Supervisord is a python tool which starts and stops other processes, and can monitor them for when they need a restart, it also logs the output of these processes and tells you how long they have been running. That's kind of all I have to say about it - short and sweet, yet an indispensable part of my process.
For bitestats.com, supervisord keeps the worker running; if something should go horribly wrong while generating one of the reports and kill the process (I wrote this PHP code, it could happen!), or the machine reboots (that could happen too!), then supervisord will bring the worker back up again, and it will talk to gearman and figure out what to do.
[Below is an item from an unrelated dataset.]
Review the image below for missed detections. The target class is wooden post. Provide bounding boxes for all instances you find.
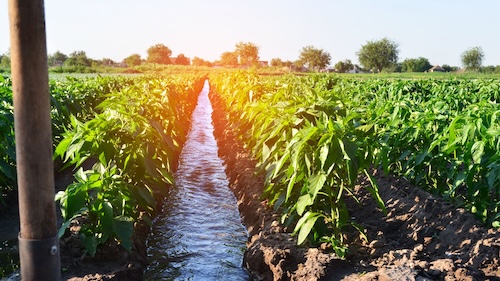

I even use supervisord to keep things like my IRC bot running. The interface for starting, stopping and checking on the status of things is called
supervisorctl. When I run it, I see:
[email protected]:~$ supervisorctl nerdita RUNNING pid 1418, uptime 24 days, 1:35:33 supervisor>
You can see nerdita (she's a nerdie IRC bot, written in node.js) listed here, with her PID and how long she's been running. Rather nicely, we can type
help for help at this point:
supervisor> help default commands (type help
): ===================================== add clear fg open quit remove restart start stop update avail exit maintail pid reload reread shutdown status tail version supervisor>
I mostly only use the stop/start/restart commands, and
tail. You can tail -f [process name] and see the output from the programme - very handy when you want to look back and see what has happened recently or if there have been any errors.
If you're in the situation of sometimes having to log into the server, check if a process has gone away (sometimes delete a stubborn pid file!), and restart it - then take a look at supervisord. For me it provides an easy way to keep my scripts running and looked-after, and to know what happened to them if things go wrong! I actually only started using supervisord after reading an excellent post about gearman by Matthew Weier O'Phinney, so thanks to him for once again pointing me in the direction of a great tool!